Having your glossary page appear on the first page of results for a competitive term such as this will get a relevant visitor through the door and into your website. From there, you can optimize the page with CTAs and related content that will drive them further down the funnel.
How to Create and Format Glossary Pages
After reading about some of the benefits of glossary pages, you might be asking, “OK, so where do I start?” While I would advise you to cannonball into the glossary page water, your organization may have some hesitations, especially from the development team that would have to spend time and resources on building out a new website section. For this reason…
Dip Your Toe in the Water: You don’t need a designated section on your site for glossary pages to see their effectiveness and mine through the data before making a final decision. One of our clients recently had some reservations about posting this type of high-level content on their website and had real reservations about giving such content its own spot on their website.

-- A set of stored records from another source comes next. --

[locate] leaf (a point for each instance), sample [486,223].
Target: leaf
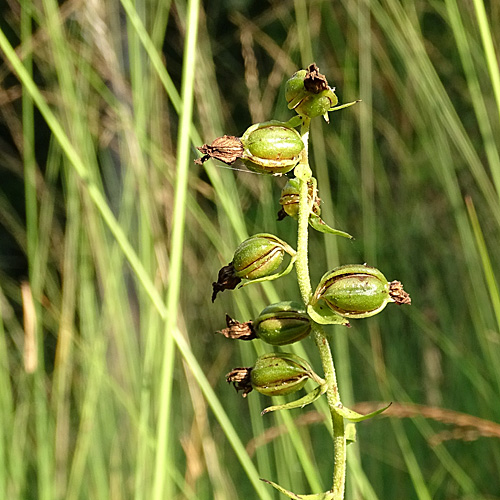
[323,315]
[328,495]
[309,398]
[320,225]
[354,416]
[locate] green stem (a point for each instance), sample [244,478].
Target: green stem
[304,174]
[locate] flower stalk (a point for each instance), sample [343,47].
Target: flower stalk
[348,292]
[302,270]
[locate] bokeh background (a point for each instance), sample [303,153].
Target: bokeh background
[111,376]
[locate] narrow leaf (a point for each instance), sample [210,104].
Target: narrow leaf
[354,416]
[328,495]
[309,398]
[317,223]
[323,315]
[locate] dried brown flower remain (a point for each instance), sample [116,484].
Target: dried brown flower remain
[314,81]
[227,149]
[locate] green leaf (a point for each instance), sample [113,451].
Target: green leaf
[354,416]
[323,315]
[328,495]
[317,223]
[342,106]
[309,398]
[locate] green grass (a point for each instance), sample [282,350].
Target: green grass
[112,380]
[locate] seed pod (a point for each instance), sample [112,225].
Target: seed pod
[256,259]
[271,147]
[282,323]
[280,373]
[274,374]
[278,324]
[258,256]
[308,93]
[289,199]
[358,291]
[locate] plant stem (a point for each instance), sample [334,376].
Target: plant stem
[303,173]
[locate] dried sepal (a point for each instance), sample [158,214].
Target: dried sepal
[241,378]
[226,149]
[237,330]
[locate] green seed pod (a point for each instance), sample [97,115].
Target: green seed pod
[289,199]
[258,256]
[317,104]
[279,373]
[282,323]
[271,147]
[308,93]
[256,259]
[358,291]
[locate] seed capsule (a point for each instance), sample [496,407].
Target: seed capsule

For this reason, we started out with an educational series of blog posts on a weekly basis that was targeted towards common industry phrases. We saw a fairly immediate lift in organic website traffic, and after placing CTAs on the pages, we even saw some positive results in terms of conversions.
With these positive results, they bought in. We were then able to help them create a terminology section (think about the resources section as an option) on their website that still pulls in a great deal of traffic and conversions.
Identify Terms: When thinking about the terms to include in your glossary section, begin by reaching out beyond just the marketing team. Chat with PR, sales, and any other members of the organization that want to get involved. This will help you narrow down the list to the top terms and will allow you to pinpoint those that are most relevant to your business and products.
Once you have a list of terms, be sure to conduct keyword research. This research will allow you to see which terms on your list are the most popular in terms of search. These are the ones you will likely want to start with. Now, this doesn’t mean forget about the other lower volume terms. As mentioned before, you should pursue emerging phrases as well, as this will allow you to get your foot in the door before the competition floods the search results.
Create the Content: With your list of terms solidified, it’s time to start writing the content for the pages. Leverage existing assets on your site that relate to the theme. This information could come in the form of blog posts, product pages, webinars, case studies, infographics, etc. The benefits of doing this are two-fold:
- Your content team will have all the information they need to create a unique and informative page for site visitors.
- The terminology will be defined in one consistent voice.
In terms of formatting the layout of the page, begin with analyzing the pages that are ranking above the fold in search for the targeted term. Do these pages have a question in the title? Do they include the word “definition” or “define”? These clues should serve as a roadmap for your own page development. Of course, don’t be afraid to go above and beyond what you are seeing in the search results. This extra effort could put your page ahead of all the others.
Lastly, be sure to add relevant crosslinks to the page. Include a link to the core page for the focus phrase and other related pages that drive conversions on your website. Glossary pages will pull the new visitors through the door – it is then your job as the marketer to make sure they stay on the website and move further down the sales funnel.
After you’ve created your first set of glossary pages, it’s time to track the results. Be sure to leverage the SEO tools that are available so you can see keyword, traffic, and conversion improvements. I’m confident you and your organization will be happy with the results once they start coming in.